Pour Tencent, l’investissement est logique
Le terme désigne les joueurs capables de dépenser des sommes extrêmement importantes – parfois plus de 1 000 euros par mois – dans l’achat de bonus. Ces joueurs sont rares, mais fournissent l’essentiel des revenus, la vaste majorité des joueurs ne dépensant jamais d’argent dans ces jeux, qui comportent aussi pour certains des publicités.
Pour Tencent, l’investissement est logique – le géant chinois du Web, qui possède le réseau social WeChat, le portail QQ.com, ou encore la messagerie instantanée Tencent QQ, a déjà mis un pied avec succès dans le jeu vidéo. Il a pris le contrôle en 2011 de League of Legends, un jeu d’arène en ligne très populaire qui dispose d’une importante communauté de joueurs professionnels. Pour 230 millions de dollars, League of Legends a été un investissement très rentable : en 2015, le jeu a rapporté 1,63 milliard de dollars de chiffre d’affaires, selon les estimations des analystes de SuperData Research.

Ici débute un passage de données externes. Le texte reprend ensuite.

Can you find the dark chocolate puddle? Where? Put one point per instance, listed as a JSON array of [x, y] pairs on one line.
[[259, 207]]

Tencent a également présenté le 11 mai sa future console de jeux, baptisée « The Blade » et destinée au marché chinois, sans donner de date de lancement ou de prix – une console qui permettra bien sûr de jouer à League of Legends et devrait également accueillir les jeux de Supercell. Softbank cherchait de son côté en priorité à stabiliser son investissement dans l’opérateur américain Sprint, racheté il y a trois ans et dont le redressement est plus coûteux que prévu.
Des éditeurs historiques en difficulté
Le montant du rachat est le plus élevé jamais atteint pour un éditeur de jeux pour mobile, et considéré par la plupart des analystes comme au-dessus du marché – en 2015, l’entreprise était évaluée à environ 4,5 milliards d’euros. Le précédent record avait été établi par Activision Blizzard, qui avait déboursé 5,2 milliards d’euros en 2015 pour s’offrir King Digital, l’éditeur de Candy Crush.
Mais ces rachats élevés sont loin d’être toujours couronnés de succès. Confrontés à la difficulté de se renouveler, voire de sortir un « deuxième succès », les éditeurs et studios de jeux pour mobile restent des investissements risqués. En 2011, Electronic Arts avait racheté PopCap Games (Plants vs Zombies) pour 1,15 milliard d’euros. Malgré le succès de ses premiers titres, PopCap Games a dû licencier 50 employés en 2012, puis fermer son studio de développement irlandais.
Plusieurs autres grandes gloires du jeu sur mobile sont également dans des passes difficiles. Zynga, l’éditeur de Farmville, l’un des plus grands succès des jeux sur Facebook et sur téléphone, a vu en 2014 son nombre de joueurs actifs quotidiens chuter de moitié, passant de 53 à 28 millions. L’éditeur avait alors procédé à des licenciements, mais la situation ne s’est guère améliorée – début 2016, il a mis en vente son siège. Rovio, autre éditeur mondialement connu pour sa série Angry Birds – qui a totalisé plus de 1 milliard de téléchargements dans le monde –, est également dans une situation délicate. En 2014 et 2015, ses bénéfices ont fondu, et il a procédé à plusieurs séries de licenciements, poussant deux PDG successifs à la démission en l’espace d’un an.
Supercell estime avoir les outils pour ne pas connaître le déclin de ses concurrents, notamment parce que l’entreprise a toujours cherché à concevoir des jeux ayant une longue durée de vie. « Ce rachat va nous permettre d’atteindre l’avenir dont nous avons toujours rêvé », a dit le PDG de l’entreprise, Ilkka Paananen, qui voit dans le marché chinois un ample réservoir de nouveaux joueurs. Le président de Tencent, Martin Lau, a, de son côté, promis que le studio finlandais conserverait son indépendance créative.